Members of Parliament were debating the TTIP Thursday, with many expressing concerns over the secrecy with which the talks have been undertaken and the possibility that the merging of regulatory regimes will lead to Europe — and the UK — losing the ability to regulate on such matters as workers' rights, food safety and the environment.
Commons Chamber sits at 9.30am today. More details of today's business in the #OrderPaper https://t.co/zaPEMwhOfm pic.twitter.com/4AjQHPSPxq
— House of Commons (@HouseofCommons) December 10, 2015
One of the most controversial aspects of the TTIP is the proposal for an investor-state dispute settlement (ISDS) mechanism. So, if a US multinational company lost profits because their product or service was banned by law for health or other reasons, the ISDS would allow companies to sue governments if their regulations or laws affected their profits.

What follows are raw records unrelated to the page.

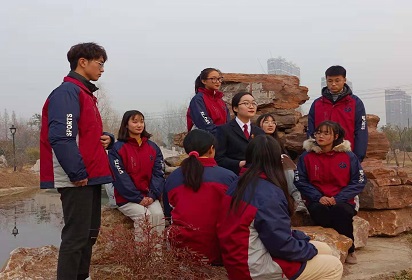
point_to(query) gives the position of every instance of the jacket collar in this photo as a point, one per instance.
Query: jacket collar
(310, 145)
(133, 141)
(208, 162)
(89, 85)
(328, 95)
(211, 93)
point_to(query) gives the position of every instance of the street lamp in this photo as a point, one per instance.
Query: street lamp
(13, 131)
(15, 231)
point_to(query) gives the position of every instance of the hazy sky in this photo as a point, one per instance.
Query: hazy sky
(156, 49)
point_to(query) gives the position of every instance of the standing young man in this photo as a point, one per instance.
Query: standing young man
(340, 105)
(73, 157)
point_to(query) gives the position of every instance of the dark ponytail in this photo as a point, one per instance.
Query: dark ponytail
(203, 76)
(196, 143)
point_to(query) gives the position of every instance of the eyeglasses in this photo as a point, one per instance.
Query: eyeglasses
(215, 80)
(248, 104)
(101, 64)
(319, 133)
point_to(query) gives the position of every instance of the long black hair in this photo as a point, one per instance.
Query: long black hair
(123, 133)
(203, 76)
(275, 134)
(334, 127)
(263, 155)
(196, 143)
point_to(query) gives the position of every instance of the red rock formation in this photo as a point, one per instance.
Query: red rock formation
(388, 222)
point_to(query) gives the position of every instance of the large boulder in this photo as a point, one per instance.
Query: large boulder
(31, 263)
(388, 222)
(340, 244)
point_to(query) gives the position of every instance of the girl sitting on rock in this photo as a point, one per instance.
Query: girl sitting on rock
(255, 232)
(268, 124)
(330, 176)
(137, 164)
(194, 192)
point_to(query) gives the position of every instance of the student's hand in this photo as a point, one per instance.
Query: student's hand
(326, 201)
(149, 201)
(80, 183)
(143, 202)
(105, 141)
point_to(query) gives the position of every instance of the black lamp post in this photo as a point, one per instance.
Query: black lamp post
(13, 131)
(15, 231)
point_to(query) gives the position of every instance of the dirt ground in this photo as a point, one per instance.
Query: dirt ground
(17, 185)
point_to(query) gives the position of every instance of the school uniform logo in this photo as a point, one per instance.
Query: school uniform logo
(117, 165)
(361, 176)
(342, 165)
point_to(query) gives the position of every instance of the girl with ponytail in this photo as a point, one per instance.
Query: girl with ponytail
(194, 192)
(207, 109)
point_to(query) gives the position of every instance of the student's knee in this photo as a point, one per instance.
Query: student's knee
(323, 248)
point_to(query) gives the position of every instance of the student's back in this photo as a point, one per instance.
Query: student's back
(194, 191)
(195, 214)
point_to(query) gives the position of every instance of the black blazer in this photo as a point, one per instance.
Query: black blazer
(232, 143)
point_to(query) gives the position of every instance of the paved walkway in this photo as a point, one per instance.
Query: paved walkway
(381, 256)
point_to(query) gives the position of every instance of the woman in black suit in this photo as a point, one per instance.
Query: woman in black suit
(234, 136)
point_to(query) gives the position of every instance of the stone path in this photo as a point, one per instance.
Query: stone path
(381, 256)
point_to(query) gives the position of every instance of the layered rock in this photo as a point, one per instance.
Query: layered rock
(387, 198)
(388, 222)
(276, 94)
(340, 244)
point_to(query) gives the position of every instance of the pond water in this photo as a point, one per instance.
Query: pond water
(38, 221)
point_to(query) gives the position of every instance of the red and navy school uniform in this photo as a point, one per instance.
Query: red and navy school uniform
(336, 174)
(194, 214)
(348, 110)
(70, 148)
(232, 144)
(256, 240)
(207, 110)
(138, 170)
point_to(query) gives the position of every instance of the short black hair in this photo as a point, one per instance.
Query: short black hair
(85, 50)
(335, 70)
(123, 134)
(236, 99)
(203, 76)
(334, 127)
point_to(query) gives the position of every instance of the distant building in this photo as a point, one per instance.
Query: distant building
(323, 83)
(397, 107)
(280, 66)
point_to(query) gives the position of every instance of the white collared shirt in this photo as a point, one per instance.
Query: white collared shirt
(241, 124)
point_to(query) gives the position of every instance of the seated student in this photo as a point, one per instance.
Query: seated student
(194, 191)
(268, 124)
(329, 176)
(137, 164)
(207, 109)
(233, 137)
(254, 231)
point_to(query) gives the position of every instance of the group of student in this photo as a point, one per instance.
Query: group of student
(231, 199)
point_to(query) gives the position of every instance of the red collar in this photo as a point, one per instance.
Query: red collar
(208, 162)
(211, 93)
(261, 174)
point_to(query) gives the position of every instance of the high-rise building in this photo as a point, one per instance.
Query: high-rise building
(280, 66)
(397, 107)
(323, 83)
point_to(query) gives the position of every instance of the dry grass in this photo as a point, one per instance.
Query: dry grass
(17, 185)
(149, 258)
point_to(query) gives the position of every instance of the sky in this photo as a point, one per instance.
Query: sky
(157, 48)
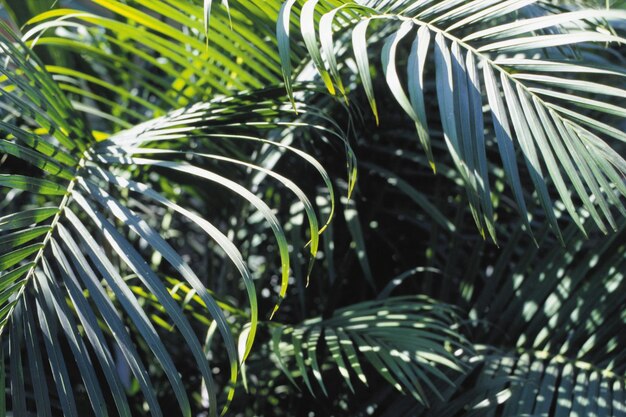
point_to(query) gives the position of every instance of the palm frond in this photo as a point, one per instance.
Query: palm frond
(76, 199)
(510, 67)
(406, 339)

What is ISDS in #TTIP and why will it undo regulations in #COP21? https://t.co/6E9NKnQOSP
— eesi (@eesiE3) December 7, 2015
Critics believe large multinational companies — which have been lobbying hard for the TTIP — will force through a trade agreement that would reduce the ability of democratically-elected politicians to regulate the market.
Opening the debate, UK lawmaker Geraint Davies said:
"We should pull the ISDS teeth out of the wolf, and genetically edit TTIP so that it includes environmental imperatives, enforceable rights at work, and human rights. It should be a blueprint for future global trade, rather than a blueprint for the destruction of environmental and human rights.

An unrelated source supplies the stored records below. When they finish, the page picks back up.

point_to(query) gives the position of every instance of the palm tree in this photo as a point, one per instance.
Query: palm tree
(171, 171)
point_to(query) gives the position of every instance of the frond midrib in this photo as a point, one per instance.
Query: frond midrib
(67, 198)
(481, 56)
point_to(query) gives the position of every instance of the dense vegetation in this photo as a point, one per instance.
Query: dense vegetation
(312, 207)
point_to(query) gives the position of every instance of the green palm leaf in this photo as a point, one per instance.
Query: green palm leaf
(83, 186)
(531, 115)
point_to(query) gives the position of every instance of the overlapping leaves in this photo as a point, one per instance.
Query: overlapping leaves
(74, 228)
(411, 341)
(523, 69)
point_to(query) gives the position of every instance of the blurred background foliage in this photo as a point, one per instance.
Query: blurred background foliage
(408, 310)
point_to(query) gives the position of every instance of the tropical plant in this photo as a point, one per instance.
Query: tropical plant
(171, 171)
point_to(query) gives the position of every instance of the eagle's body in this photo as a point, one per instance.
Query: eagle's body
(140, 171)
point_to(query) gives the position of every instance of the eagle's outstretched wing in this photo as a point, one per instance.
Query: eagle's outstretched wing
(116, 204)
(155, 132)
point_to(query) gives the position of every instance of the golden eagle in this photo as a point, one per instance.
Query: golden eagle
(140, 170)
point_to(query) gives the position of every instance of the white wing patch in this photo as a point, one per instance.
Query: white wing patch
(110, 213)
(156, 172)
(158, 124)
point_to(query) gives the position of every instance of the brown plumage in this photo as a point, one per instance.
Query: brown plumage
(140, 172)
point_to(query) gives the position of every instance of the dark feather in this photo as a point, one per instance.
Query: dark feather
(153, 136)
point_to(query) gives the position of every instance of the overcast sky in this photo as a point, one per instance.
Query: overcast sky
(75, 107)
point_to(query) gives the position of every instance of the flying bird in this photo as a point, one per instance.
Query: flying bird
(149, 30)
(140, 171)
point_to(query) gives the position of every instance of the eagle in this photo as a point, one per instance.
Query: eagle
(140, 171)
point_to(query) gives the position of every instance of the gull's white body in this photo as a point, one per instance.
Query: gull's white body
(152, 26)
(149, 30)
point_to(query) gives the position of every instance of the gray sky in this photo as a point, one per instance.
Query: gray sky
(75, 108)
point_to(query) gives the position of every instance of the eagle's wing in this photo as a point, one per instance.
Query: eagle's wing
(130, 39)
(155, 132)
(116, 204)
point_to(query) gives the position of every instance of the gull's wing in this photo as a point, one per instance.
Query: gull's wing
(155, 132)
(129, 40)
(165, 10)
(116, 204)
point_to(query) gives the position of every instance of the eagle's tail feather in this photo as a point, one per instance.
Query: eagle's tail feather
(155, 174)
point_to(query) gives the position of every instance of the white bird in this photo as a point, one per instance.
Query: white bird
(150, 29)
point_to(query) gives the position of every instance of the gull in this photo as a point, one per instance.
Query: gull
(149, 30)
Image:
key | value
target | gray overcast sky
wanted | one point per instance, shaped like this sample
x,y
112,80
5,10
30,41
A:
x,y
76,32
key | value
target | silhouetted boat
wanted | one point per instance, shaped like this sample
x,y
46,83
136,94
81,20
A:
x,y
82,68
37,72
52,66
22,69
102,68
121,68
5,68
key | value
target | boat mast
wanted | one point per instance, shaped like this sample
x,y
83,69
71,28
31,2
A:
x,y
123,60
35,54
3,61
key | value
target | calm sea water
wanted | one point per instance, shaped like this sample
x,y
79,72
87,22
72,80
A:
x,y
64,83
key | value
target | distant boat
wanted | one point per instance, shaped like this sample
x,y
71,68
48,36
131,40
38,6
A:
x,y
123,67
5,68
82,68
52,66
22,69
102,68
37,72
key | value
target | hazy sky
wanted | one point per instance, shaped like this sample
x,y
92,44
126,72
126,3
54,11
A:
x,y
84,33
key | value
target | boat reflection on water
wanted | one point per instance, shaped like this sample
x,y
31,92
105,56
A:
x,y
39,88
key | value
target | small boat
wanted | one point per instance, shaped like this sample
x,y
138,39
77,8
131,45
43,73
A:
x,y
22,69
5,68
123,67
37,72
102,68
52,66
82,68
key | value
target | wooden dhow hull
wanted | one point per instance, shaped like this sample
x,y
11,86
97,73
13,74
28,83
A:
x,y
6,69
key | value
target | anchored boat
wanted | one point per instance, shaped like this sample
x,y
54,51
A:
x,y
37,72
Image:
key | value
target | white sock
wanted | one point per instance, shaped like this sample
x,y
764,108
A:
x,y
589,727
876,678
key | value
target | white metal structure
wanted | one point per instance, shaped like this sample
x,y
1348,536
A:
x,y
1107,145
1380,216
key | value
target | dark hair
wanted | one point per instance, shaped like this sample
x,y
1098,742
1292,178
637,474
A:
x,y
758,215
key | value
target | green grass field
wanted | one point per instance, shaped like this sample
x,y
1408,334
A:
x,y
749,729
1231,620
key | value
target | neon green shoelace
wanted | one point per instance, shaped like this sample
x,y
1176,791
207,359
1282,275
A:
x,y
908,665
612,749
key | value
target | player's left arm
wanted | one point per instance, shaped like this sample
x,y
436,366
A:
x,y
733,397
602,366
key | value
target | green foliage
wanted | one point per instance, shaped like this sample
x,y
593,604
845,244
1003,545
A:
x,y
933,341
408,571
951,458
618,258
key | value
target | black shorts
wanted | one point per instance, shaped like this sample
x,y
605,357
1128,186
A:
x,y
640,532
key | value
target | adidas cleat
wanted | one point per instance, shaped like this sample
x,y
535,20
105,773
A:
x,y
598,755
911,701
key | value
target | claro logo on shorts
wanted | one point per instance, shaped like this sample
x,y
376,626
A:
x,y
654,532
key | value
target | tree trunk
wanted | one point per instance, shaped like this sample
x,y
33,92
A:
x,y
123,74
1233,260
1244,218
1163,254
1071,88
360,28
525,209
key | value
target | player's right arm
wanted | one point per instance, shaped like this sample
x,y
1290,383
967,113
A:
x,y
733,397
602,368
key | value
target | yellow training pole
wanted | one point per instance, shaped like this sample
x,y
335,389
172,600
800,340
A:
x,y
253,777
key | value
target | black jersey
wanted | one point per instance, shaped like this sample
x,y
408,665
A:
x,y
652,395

"On the ISDS, we know that big companies use the powers available to them to sue democratically elected Governments.
"For example, the Lone Pine fracking company is suing the Canadian Government for hundreds of millions of dollars because Quebec brought out a moratorium on fracking. In a well-known case, Philip Morris is suing Uruguay and Australia over tobacco packaging. The Dutch insurance company, Achmea, is suing the Slovakians for trying to reverse health privatization. If those powers are available, corporations will use them to maximize profit," Davies said.
Big Business Barriers
Critics say that the TTIP deal will create a bureaucracy that will take powers away from the European Union and its member states and create a trade system that would self-regulate, with multinational companies pulling the strings.

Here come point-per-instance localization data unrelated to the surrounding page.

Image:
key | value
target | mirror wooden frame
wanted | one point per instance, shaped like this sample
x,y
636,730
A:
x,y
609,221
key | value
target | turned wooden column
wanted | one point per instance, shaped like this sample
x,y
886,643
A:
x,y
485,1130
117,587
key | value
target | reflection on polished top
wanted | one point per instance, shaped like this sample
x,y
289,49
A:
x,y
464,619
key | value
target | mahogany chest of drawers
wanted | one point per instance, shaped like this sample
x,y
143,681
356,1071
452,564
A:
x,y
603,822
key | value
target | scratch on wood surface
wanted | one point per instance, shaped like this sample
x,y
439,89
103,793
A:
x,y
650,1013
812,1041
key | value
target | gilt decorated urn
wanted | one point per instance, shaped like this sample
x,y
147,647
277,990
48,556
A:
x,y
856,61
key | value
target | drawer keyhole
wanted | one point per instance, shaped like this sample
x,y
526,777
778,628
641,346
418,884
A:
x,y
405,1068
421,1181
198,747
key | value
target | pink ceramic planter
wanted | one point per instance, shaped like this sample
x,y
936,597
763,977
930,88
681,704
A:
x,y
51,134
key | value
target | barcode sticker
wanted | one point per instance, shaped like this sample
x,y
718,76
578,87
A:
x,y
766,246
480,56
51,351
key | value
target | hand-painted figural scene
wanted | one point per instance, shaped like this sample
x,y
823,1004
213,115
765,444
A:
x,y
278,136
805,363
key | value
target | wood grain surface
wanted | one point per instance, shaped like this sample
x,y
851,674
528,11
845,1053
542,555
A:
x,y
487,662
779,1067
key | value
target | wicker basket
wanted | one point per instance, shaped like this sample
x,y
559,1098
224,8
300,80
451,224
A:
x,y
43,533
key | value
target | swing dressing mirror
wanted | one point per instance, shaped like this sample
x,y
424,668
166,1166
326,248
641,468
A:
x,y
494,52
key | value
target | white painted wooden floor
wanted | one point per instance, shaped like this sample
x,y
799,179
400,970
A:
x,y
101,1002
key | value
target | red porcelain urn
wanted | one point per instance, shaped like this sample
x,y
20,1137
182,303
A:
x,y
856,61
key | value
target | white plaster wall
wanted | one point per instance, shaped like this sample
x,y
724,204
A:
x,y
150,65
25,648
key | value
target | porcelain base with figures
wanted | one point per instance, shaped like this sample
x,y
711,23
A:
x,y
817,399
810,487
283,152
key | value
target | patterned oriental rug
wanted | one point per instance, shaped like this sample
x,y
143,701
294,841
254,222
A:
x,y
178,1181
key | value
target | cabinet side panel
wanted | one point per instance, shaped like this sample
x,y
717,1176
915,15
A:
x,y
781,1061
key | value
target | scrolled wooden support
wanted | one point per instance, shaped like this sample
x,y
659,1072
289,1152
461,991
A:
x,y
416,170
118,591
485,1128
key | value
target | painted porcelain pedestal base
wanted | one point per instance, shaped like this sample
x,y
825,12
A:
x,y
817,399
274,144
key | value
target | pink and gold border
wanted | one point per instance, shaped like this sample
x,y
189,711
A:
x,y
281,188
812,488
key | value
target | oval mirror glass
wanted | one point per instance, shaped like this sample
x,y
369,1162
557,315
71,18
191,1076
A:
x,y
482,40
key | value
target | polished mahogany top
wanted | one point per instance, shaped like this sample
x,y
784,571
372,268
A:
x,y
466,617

UK Lawmaker and former Trade and Industry Secretary Peter Lilley said that big business uses regulation "as a barrier to be used against small businesses trying to enter the market and new businesses trying to innovate. So we should be very careful about creating international bureaucracies outside of the control of democrats [elected politicians], which may prove less responsive to elected governments but more vulnerable to corporate regulation.
"I would be very careful about creating a self-perpetuating international bureaucracy and handing to it, powers which are largely out of the control of elected representatives and too much under the influence of corporate lobbying. In the end, democracy is more important — even — than free trade," Lilley said.